JOSEPH P.SENFT, formerly coordinator of nutritional programs at the Rodale Research Center, received a B.S. degree in biology from Juniata College in 1959 and M.S. and Ph.D degrees in biology from the State University of New York, Buffalo, in 1961 and 1965, respectively. His research has been on the evaluation of nutritional quality of both grain and vegetable amaranth. His research in agriculture has focused on soil-plant nutritional relationships.
ARRIS A.SIGLE is a farmer in north central Kansas. He received his B.S. degree in agricultural engineering from Kansas State University in 1973. He has been working with grain amaranth test plots and research since 1978. In 1981 he harvested and successfully marketed 14 acres of amaranth. He also grows wheat and milo and is in charge of a 200- head flock of ewes. He is especially interested in repairing, modifying, and designing new equipment to make his work with these projects more efficient.
THEODORE W.SUDIA is Senior Scientist, National Park Service. He received his B.S. from Kent State University in 1950 and his M.S. and Ph.D. from Ohio State University in 1951 and 1954, respectively. He taught at Winona State College, Winona, Minnesota, and at the University of Minnesota where he was in the Department of Plant Pathology and Physiology.
From 1967 to 1969 he was the Associate Director of the American Institute of Biological Sciences. In 1969 Dr. Sudia joined the National Park Service as Research Biologist. He has served as Chief, Ecological Services Division; Chief Scientist and Associate Director for Science and Technology of the Park Service; and Deputy Science Advisor of the National Park Service.
His research interests have ranged from plant ecology to environmental physiology. He is a Fellow of the AAAS.
NAMES L. VENTER is Vice-President, Technical, of the American Institute of Baking, a nonprofit research and educational organization. Dr. Vetter received an A.B. degree with a major in chemistry from Washington University in St. Louis in 1954 and his M.S. and Ph.D. in food technology from the University of Illinois in 1955 and 1958, respectively. Before joining the American Institute of Baking in 1977, he had a 10-year industrial research career working for companies in or related to the baking industry. These companies include Monsanto Company, Standard Brands, and Keebler Company. Dr. Vetter's current responsibilities involve administration of research activities related to the nutrition and science and technology of baking.
DAVID ERVIN WALSH is the Director and Vice-President of Research of the General Nutrition Corporation. He received his B.A. from St.
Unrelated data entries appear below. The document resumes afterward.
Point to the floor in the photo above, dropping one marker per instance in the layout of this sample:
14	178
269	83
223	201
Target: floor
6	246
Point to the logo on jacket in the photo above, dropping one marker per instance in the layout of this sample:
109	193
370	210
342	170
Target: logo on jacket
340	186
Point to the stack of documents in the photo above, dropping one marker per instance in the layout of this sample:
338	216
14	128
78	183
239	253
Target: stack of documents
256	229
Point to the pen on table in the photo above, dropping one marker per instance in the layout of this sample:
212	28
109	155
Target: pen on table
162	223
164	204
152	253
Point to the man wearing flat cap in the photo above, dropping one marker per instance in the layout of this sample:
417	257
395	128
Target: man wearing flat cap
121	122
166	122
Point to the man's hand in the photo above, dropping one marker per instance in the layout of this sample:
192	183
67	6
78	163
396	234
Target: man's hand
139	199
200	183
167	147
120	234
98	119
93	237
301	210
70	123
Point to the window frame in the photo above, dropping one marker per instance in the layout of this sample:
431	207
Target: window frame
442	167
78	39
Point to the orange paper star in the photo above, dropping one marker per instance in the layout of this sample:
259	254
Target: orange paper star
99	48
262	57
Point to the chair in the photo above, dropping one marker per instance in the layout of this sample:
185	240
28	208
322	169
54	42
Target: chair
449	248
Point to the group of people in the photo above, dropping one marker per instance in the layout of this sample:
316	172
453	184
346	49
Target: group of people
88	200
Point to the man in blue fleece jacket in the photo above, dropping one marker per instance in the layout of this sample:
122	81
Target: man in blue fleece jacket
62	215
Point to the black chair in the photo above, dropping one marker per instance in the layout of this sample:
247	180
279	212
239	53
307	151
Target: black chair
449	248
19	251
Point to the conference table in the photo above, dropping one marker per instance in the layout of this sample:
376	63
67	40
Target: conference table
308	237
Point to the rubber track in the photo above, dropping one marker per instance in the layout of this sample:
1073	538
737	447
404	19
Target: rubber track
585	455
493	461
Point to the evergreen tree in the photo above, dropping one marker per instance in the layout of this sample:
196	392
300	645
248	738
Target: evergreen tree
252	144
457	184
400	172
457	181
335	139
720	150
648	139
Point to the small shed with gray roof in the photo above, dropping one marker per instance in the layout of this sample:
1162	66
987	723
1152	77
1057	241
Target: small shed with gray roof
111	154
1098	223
Cloud State University in 1961 and an M.A. and Ph.D. from North Dakota State University, where he was an Associate Professor of Cereal Chemistry and Technology until 1974, when he joined the staff of General Nutrition Corporation in Fargo, North Dakota. His work includes computerization of food processing, research on lipids of barley, proteins of wheat, and on the industrial utilization of wheat. His present research includes: directing the corporation research program in food and cosmetic development, nutrition research on food supplements and health, and coordination of grants and aid programs for academic research directed toward food supplements and nutrition.
NOEL D. VIETMEYER, staff officer for this study, is Professional Associate of the Board on Science and Technology for International Development. A New Zealander with a Ph.D. in organic chemistry from the University of California, Berkeley, he now works on innovations in science that are important for developing countries.